Indian startup employees of about 80 companies have made $1.45 billion through ESOPs since 2020, as per data compiled by Fintrackr.
However, what about the employees of other startups? Some employees complain of unfair practices being deployed by the founders while promising ESOPs.
Let’s discuss a few red flags you should be aware of w.r.t. ESOPs.
An employee of a consumer electronics startup told us that he gave up a job in another company as the company HR promised him ESOPs to match the offer by the other company.
However, nothing was written in the offer letter. And now, as you can guess, the HR department told him that the board of directors is not accepting any further approvals of ESOPs.
Founders say that communication between the employee and employer w.r.t. ESOPs should always be written. Preferably, through the ESOP portal of the company.
Verbal communication doesn’t guarantee any kind of reward.
A vesting condition of the ESOPs might involve paying for your options within 3 to 6 months of leaving the company.
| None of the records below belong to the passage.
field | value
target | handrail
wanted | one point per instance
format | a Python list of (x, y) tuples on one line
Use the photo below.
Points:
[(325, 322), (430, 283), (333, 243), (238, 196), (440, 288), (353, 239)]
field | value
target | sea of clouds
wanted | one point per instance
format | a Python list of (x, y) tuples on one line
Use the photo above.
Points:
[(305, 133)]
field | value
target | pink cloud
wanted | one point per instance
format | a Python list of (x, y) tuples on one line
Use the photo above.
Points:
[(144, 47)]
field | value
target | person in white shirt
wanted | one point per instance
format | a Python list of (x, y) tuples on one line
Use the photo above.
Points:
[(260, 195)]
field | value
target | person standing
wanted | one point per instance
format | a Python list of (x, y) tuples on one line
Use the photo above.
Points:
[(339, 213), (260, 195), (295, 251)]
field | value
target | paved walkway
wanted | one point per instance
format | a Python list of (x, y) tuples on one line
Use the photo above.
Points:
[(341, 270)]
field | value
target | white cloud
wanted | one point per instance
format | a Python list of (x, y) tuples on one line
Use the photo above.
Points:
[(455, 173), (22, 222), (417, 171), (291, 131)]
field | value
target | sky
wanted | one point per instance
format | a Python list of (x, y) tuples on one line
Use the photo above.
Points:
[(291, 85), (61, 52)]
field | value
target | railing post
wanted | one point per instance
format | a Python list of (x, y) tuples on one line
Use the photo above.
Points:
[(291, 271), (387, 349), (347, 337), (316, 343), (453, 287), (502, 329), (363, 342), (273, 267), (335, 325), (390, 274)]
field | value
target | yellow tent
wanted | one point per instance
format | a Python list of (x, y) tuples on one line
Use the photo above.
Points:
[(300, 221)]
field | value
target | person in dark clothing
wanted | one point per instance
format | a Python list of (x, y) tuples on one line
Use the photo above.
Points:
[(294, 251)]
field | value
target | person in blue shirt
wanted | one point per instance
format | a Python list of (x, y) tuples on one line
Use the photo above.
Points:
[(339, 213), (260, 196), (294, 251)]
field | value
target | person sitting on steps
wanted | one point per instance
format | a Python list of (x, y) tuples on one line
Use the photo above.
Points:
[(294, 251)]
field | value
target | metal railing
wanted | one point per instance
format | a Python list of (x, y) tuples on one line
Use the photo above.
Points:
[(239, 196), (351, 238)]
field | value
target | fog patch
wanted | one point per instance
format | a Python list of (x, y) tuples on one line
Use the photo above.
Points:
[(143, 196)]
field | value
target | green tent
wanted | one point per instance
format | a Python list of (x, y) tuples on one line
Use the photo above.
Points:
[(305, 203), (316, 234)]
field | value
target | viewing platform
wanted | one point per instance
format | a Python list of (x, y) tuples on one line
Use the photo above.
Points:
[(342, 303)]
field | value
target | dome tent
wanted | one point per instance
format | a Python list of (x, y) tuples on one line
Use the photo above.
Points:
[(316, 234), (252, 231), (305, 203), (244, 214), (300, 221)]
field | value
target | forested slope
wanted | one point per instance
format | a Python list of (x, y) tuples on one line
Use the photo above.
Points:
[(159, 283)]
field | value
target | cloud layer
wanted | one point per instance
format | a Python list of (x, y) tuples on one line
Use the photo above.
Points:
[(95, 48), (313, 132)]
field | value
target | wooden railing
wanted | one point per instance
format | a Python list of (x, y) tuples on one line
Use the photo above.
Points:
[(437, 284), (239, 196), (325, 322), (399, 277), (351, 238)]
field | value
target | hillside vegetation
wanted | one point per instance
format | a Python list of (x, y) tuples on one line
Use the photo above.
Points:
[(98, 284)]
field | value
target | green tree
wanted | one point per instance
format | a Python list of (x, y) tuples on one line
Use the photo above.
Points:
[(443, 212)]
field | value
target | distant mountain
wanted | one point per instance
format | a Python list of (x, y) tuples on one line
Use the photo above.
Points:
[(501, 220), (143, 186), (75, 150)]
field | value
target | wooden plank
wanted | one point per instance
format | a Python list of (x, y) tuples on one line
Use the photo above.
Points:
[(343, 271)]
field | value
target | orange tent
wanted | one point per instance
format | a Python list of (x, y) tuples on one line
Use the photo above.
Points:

Let us understand this clause with the help of an example. 500 ESOPs vest after the completion of each year and Mr. X has completed four years with the company. Now, he has 2,000 ESOPs with a strike price of ₹1,000 each.
If Mr. X has to resign now, he needs to arrange for ₹20,00,000 within 3 to 6 months; otherwise, all his vested ESOPs would lapse.
Moreover, as per prevailing tax laws, an employee might have to pay up to 39% tax on the vesting of his shares. A limited exercise window places a lot of financial burden on the employee. Thus, it is better if the exercise window is not limited by time, including in the event of an exit.
Bosses can always point out your mistakes and say that you didn’t work hard enough, even if you had. If ESOPs are linked to your performance, which can be evaluated on the basis of your boss’s wishes, then he / she may unfairly evaluate your performance if they’ve been asked to cut down on the issuance of ESOPs due to pressure from founders or investors.
A social media user was in fact told that the vested ESOPs may get revoked in the event of "misconduct" by an employee. “Misconduct” is a very broad term, as he rightly pointed out, leaving his hard work to the whims and fancies of the founder to decide his fate.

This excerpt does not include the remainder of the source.